Walk through the 5 questions with a real problem you've worked on. Each "Yes" to caveats flags a consideration.
Compare to a recent ML deployment in your field: would the decision tree have predicted the failures or trade-offs you saw?
Note that NONE of the questions ask "is ML cool enough for this problem?". The decision is always driven by goals and constraints, not popularity.

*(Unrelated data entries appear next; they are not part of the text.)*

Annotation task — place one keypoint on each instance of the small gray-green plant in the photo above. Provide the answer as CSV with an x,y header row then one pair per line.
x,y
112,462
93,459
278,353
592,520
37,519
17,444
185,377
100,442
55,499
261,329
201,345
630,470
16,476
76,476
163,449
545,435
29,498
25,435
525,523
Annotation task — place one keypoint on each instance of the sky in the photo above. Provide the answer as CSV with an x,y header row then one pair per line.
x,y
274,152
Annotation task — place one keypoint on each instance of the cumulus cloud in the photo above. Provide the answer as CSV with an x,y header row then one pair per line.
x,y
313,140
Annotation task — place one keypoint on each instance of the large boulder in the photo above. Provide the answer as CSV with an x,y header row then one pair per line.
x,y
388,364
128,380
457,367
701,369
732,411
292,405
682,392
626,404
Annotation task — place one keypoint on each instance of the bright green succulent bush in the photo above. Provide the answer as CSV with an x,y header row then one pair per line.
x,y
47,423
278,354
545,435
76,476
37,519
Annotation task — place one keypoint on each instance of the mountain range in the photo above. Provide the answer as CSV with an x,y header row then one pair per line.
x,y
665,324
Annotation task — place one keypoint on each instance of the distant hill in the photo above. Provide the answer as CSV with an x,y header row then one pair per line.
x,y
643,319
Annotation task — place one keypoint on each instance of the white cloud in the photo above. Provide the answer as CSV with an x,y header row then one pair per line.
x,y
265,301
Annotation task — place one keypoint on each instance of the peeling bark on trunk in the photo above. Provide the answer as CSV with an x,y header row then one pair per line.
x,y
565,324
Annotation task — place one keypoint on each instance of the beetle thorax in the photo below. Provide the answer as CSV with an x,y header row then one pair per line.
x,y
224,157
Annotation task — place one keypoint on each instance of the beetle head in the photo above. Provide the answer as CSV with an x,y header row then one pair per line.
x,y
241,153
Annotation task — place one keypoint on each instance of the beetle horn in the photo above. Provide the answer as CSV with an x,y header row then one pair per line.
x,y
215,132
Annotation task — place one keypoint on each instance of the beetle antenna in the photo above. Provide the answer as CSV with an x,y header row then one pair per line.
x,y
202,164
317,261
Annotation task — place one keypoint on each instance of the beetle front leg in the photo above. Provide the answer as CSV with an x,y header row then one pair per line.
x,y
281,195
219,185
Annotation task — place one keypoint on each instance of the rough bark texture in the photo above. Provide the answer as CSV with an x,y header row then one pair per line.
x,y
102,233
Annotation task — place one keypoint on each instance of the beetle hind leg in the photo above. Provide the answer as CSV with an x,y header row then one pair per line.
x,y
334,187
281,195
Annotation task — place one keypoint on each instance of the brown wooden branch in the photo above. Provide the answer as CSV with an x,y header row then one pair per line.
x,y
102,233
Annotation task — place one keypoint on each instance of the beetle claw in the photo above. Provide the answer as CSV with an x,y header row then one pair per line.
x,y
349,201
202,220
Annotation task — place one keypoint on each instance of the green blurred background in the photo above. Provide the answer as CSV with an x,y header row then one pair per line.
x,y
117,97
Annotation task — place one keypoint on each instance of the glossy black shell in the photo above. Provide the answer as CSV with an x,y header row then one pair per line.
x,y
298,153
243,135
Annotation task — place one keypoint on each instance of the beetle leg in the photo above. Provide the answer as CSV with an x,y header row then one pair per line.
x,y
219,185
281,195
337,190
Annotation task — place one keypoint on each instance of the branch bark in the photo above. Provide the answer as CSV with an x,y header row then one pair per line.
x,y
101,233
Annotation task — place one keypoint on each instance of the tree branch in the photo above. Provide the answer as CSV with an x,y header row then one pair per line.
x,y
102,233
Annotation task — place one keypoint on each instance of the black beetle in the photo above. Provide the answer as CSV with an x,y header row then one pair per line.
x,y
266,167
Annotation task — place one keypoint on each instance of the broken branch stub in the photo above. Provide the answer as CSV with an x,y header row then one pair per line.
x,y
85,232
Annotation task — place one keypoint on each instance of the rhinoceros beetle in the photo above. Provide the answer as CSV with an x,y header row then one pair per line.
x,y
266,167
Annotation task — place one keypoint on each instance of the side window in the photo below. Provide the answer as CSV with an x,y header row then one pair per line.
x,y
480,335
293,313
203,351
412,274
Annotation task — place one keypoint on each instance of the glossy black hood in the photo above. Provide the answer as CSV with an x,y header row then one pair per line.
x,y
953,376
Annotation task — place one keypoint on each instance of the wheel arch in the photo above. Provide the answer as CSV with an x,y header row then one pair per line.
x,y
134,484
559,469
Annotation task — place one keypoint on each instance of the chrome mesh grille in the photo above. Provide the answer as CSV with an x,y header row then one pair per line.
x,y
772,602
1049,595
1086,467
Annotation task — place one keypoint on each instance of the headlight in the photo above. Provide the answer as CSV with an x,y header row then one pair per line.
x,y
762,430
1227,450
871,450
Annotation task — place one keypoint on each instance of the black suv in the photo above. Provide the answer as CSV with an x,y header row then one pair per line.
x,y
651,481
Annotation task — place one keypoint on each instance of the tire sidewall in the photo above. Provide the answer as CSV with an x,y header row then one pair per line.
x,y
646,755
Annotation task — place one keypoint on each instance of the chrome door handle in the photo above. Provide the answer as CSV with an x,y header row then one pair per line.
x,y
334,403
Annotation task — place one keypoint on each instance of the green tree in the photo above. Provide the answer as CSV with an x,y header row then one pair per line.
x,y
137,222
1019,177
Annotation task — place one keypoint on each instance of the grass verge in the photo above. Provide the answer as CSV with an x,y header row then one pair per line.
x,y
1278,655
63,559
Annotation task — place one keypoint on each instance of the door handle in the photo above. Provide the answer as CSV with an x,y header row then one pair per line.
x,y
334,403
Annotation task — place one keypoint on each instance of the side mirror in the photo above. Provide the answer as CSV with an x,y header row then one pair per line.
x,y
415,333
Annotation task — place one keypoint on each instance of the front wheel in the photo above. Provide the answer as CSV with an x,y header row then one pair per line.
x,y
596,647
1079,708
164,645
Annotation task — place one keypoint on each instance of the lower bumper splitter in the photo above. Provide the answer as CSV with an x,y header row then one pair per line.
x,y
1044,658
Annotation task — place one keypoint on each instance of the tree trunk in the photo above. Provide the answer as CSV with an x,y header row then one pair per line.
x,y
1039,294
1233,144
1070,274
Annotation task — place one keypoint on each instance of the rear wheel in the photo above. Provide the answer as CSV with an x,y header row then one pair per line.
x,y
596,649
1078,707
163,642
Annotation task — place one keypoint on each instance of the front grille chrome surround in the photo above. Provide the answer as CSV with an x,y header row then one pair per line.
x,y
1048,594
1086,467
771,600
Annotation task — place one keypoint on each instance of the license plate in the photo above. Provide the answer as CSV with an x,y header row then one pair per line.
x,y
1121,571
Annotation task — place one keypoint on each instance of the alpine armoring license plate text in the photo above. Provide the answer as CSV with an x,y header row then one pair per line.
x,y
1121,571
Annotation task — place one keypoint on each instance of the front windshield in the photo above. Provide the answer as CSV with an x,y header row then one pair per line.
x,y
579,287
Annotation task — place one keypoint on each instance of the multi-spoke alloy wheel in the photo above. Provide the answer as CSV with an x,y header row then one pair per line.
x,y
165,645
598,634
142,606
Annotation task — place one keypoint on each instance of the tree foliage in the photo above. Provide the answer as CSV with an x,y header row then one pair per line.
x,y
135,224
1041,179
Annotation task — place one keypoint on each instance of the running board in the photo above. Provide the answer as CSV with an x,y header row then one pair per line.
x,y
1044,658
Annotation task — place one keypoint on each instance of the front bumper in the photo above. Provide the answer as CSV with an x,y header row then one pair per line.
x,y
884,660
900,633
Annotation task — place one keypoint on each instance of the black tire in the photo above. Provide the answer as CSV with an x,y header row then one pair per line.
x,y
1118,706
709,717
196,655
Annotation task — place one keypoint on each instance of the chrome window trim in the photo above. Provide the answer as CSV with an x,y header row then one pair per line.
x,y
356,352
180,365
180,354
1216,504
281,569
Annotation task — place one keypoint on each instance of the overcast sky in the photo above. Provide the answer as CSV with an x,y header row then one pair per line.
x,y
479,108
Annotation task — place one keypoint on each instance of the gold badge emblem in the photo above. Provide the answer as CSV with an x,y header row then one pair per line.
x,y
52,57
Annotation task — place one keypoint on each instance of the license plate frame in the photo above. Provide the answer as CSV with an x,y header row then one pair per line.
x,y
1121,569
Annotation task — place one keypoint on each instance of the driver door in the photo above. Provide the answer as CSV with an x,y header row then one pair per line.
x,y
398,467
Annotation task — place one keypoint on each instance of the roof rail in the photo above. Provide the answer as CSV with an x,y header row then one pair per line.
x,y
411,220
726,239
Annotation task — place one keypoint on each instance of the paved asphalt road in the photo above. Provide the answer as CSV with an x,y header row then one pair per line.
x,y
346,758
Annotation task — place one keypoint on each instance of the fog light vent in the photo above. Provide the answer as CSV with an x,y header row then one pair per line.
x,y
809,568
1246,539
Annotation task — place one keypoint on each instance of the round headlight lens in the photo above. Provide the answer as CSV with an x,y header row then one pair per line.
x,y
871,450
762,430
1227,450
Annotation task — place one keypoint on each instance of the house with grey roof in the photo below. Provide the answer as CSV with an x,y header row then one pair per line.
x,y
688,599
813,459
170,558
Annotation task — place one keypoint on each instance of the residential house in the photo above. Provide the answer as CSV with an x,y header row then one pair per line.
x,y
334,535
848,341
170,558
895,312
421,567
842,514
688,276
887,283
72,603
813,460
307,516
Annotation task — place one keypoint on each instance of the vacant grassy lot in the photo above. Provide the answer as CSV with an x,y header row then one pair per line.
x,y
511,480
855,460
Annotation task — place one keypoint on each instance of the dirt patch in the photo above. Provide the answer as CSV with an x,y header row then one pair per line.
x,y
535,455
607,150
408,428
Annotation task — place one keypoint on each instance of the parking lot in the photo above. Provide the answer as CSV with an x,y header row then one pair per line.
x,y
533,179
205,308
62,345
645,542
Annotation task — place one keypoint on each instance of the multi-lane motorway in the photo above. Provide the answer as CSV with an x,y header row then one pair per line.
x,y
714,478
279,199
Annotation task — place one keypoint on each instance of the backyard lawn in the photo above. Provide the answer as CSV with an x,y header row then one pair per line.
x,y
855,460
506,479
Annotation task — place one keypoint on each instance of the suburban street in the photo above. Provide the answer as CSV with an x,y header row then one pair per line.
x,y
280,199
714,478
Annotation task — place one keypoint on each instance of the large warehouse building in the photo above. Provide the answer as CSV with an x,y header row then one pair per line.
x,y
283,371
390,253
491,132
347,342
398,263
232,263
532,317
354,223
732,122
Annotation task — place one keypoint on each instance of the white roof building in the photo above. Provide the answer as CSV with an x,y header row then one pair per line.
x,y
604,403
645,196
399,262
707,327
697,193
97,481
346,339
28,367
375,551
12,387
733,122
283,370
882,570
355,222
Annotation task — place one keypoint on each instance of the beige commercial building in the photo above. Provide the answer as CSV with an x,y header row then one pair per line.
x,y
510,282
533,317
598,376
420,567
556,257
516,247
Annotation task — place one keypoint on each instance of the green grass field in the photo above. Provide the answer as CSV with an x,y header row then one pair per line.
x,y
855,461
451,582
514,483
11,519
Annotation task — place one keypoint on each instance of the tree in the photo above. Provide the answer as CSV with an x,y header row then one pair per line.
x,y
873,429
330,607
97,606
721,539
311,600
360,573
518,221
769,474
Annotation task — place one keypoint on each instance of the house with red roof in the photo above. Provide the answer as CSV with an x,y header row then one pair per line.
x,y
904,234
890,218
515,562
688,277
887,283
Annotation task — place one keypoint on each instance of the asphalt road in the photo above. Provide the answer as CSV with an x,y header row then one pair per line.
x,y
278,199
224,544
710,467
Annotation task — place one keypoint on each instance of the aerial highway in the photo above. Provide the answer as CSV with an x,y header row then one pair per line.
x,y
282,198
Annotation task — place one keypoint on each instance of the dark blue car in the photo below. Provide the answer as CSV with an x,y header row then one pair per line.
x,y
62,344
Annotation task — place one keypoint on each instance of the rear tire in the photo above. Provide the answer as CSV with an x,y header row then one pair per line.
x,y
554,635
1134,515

A regulatory body proposes that high-stakes ML deployment in healthcare must include interpretable predictions, fairness audits, and calibration. Argue why this is essential, citing failure modes you've learned in §§9.1-9.7.

What you now know

ML is not the right tool for: hypothesis testing, small N, distribution-shifted deployment, high-stakes unexplained decisions, regulated settings, or when data quality is the bottleneck. The right tool matches the goal. Modern responsible practice: state goals, evaluate options, pick simplest tool meeting requirements. PART 9 COMPLETE. The book continues with capstones (§10) and master workflow reference (§12).

References

Rudin, C. (2019). "Stop explaining black box machine learning models for high stakes decisions and use interpretable models instead." Nature Machine Intelligence 1(5), 206-215.
Heaven, D. (2020). "Why deep-learning AIs are so easy to fool." Nature 574, 163-166.
Mehrabi, N., Morstatter, F., Saxena, N., Lerman, K., Galstyan, A. (2021). "A survey on bias and fairness in machine learning." ACM Computing Surveys 54(6), Article 115.
D'Amour, A., et al. (2022). "Underspecification presents challenges for credibility in modern machine learning." JMLR 23(226), 1-61.
Ribeiro, M.T., Singh, S., Guestrin, C. (2016). "Why should I trust you? Explaining the predictions of any classifier." KDD. (LIME.)